There was a conflict of evidence as to the fact of excessive and unusual rainfall. There was sufficient evidence to sustain the finding of the trial court against the city on this issue.

As to the defense that the surface water entered the basement in consequence of the negligence and want of care of the plaintiffs in installing a water-pipe connecting to the city’s water-main in the street, in the course of which a ditch was opened and negligently refilled in such a manner as to be insufficient to exclude from the basement rain and surface water running in the street, the evidence was conflicting, but the finding of the trial court is not found to be erroneous.

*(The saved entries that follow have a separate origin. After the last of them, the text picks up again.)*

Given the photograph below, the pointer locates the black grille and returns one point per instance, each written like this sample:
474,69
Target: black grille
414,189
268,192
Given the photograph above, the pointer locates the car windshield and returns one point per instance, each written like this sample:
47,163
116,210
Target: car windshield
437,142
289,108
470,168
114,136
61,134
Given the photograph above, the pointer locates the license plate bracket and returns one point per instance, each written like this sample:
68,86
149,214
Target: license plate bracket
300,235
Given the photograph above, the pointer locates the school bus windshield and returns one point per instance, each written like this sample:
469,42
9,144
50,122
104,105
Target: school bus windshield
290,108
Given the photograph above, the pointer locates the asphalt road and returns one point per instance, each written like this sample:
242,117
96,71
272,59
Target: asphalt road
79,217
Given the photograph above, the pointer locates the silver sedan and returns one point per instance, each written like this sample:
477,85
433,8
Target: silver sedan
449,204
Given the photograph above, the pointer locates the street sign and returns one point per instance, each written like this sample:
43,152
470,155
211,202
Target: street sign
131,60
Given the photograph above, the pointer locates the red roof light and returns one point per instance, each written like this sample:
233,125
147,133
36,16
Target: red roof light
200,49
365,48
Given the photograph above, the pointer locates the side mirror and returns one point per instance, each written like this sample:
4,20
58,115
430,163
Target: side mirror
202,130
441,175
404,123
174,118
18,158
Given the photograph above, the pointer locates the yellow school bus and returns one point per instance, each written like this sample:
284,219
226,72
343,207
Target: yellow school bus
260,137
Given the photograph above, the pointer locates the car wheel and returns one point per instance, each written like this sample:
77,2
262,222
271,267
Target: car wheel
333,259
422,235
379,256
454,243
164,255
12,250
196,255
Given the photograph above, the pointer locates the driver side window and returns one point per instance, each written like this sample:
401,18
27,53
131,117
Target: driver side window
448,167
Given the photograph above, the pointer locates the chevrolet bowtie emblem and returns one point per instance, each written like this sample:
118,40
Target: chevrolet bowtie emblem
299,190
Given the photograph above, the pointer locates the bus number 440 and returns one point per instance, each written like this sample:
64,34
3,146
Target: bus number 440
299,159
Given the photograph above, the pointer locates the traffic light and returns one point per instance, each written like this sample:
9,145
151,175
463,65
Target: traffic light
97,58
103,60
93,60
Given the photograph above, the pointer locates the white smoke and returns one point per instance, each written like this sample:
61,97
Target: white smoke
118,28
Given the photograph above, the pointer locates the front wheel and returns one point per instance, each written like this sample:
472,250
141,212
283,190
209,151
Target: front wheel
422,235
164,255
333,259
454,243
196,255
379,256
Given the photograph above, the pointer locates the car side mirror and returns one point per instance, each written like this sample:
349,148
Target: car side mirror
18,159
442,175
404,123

Does the failure of the plaintiffs to give the notice required by section 4384, Comp. St. 1922, constitute a defense to this action? The city of Chadron is a city of the second class, and consequently section 4384, and not section 4161, which is cited by counsel for the city, applies. This question has already been settled in a recent case. In Muffley v. Village of St. Edward, 110 Neb. 572, it is held:

“The words, ‘arising from defective streets,’ in section 4384, Comp. St. 1922, have reference only to claims for damages to the person or property of travelers upon the street using the same in the ordinary way, and have no reference to a claim for damages to abutting property based upon negligence or tort of the city giving rise to a cause of *126action at common law; as to which claim no notice need be served before suit.”

It has also been held that where the injury is the result of an act of direct malfeasance on the part of an agent of the city, the city is bound to take notice of it, and further notice is unnecessary. Tewksbury v. City of Lincoln, 84 Neb. 571; City of Omaha v. Jensen, 35 Neb. 68.

Finding no reversible error, the judgment of the district court is

Affirmed.

Note — See Judgments, 23 Cyc. p. 1280; Municipal Corporations, 28 Cyc. pp. 1316, 1450 (1925 Ann.).